A dropout was defined as a participant who did not return past the baseline assessment at which he/she was randomized. Participants who died (n=47) were not included in analysis. Of the remaining 889 participants, 74 (8.3%) did not return past the first assessment and are defined as dropouts. Bivariate logistic regressions of dropout (0 = no; 1 = yes) on explanatory variables were conducted; explanatory variables with p < .25 were retained for backward elimination multivariate logistic regression analysis (9). In multivariate analysis, explanatory variables with p < .05 were retained. The Hosmer-Lemeshow goodness-of-fit test was used to evaluate the overall fit of the final model.
Baseline characteristics are provided in Table 1. Multivariate analyses revealed that dropouts were more likely to be younger, depressed, and less likely to be taking antiretroviral therapy (Table 2). There were no differences based on gender, race/ethnicity, clinical status, antiretroviral adherence, housing status, substance use, or level of HIV transmission risk behavior. The Hosmer-Lemeshow goodness-of-fit test showed excellent fit for this model (χ2 (5) = 1.58, p = 0.90).

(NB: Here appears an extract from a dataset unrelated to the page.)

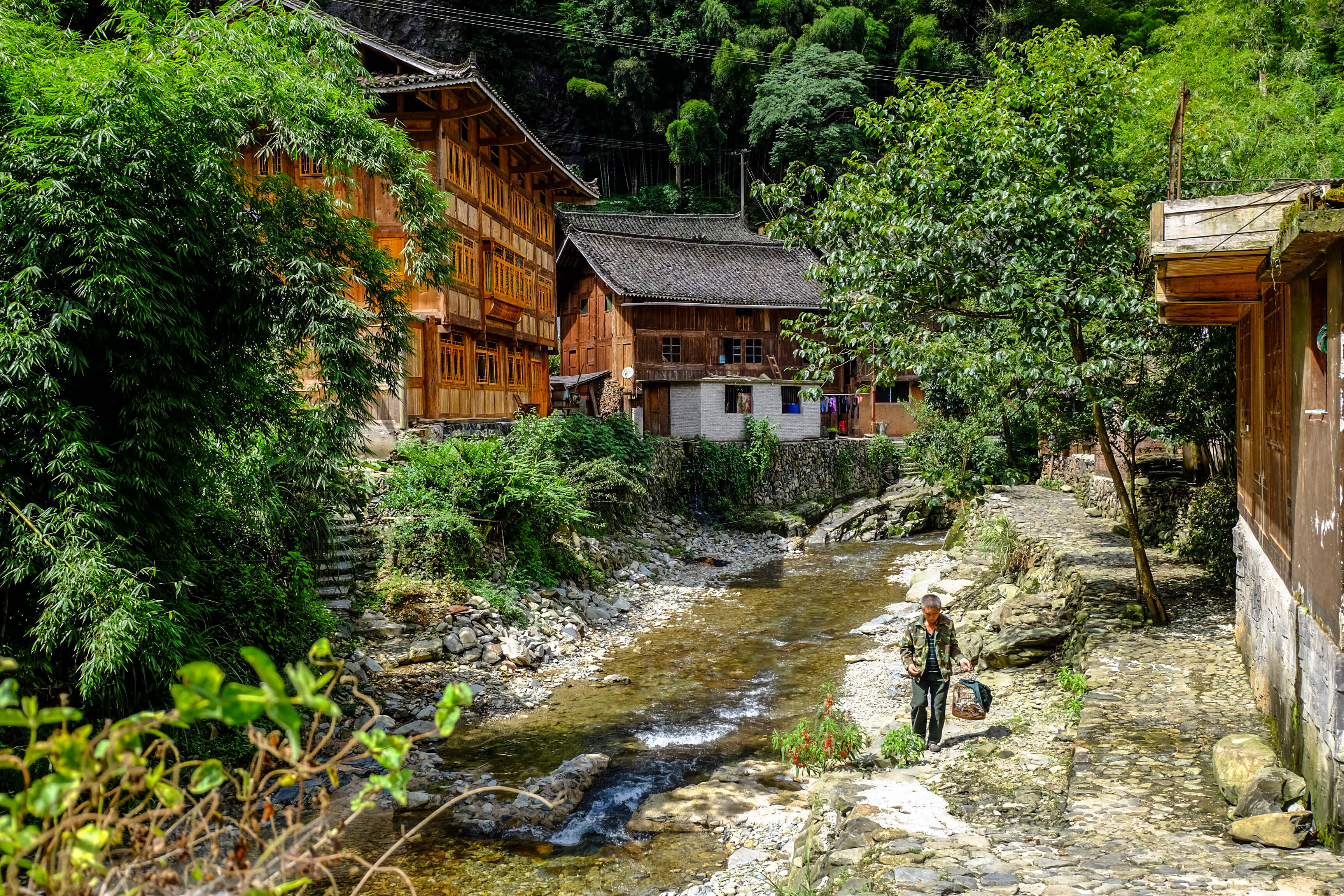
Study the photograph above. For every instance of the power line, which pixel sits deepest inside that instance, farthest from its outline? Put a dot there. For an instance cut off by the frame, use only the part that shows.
(601, 37)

The strongest predictor of dropout was a baseline level of self-reported depressive symptoms consistent with severe depression (10). Given the higher likelihood of mortality and treatment non-adherence associated with depression (11, 12) and the higher rates of dropout found in this and other health-related programs (13), early screening for depression in clinical trials is warranted and can provide opportunity for immediate treatment referral and follow-up. While good clinical research practices include maximizing retention in clinical trials, and exclusion of individuals with depression may help meet retention goals, in the absence of safety concerns, fairness considerations would suggest inclusion of such individuals because of the potential for benefit to the individuals in studies like this one. Moreover, inclusion of individuals with depression, to the extent to which they are present in the population of persons living with HIV/AIDS, increases generalizability findings. Thus, the benefit in terms of knowledge, protection and fair treatment of human participants would outweigh the potential advantages to research design.
That younger age was predictive of dropout is not surprising given the documented challenges of recruiting and retaining younger participants in research studies (13-21). The link between ART receipt and better retention suggests that individuals receiving stable ongoing medical care may have less chaotic personal circumstances. It is also possible that routine medical appointments associated with ART delivery may facilitate adherence to ancillary services.
Dropout was unrelated to level of transmission risk at baseline and to randomization status. This finding provides evidence against the possible effects of selective dropout bias on primary risk study outcomes. If those who dropped out were at higher risk for transmitting HIV and this were related to randomization status (e.g., feeling discouraged by the demands of the intervention), there would be concerns regarding the trial outcomes. Instead, the current analyses provide evidence of the feasibility of retaining high-risk participants in behavioral intervention trials of public health significance.
Limitations of note in the current analyses include the use of a convenience, non-probability-based sample and the use of self-reported data for several key variables, including depression and substance use.
In summary, self-reported depressive symptoms, younger age, and non-receipt of antiretroviral therapy were predictive of attrition in a trial of high-risk HIV-infected men and women. Drug use and HIV transmission risk were unrelated to dropout, supporting the focus on high-risk individuals for risk-reduction interventions.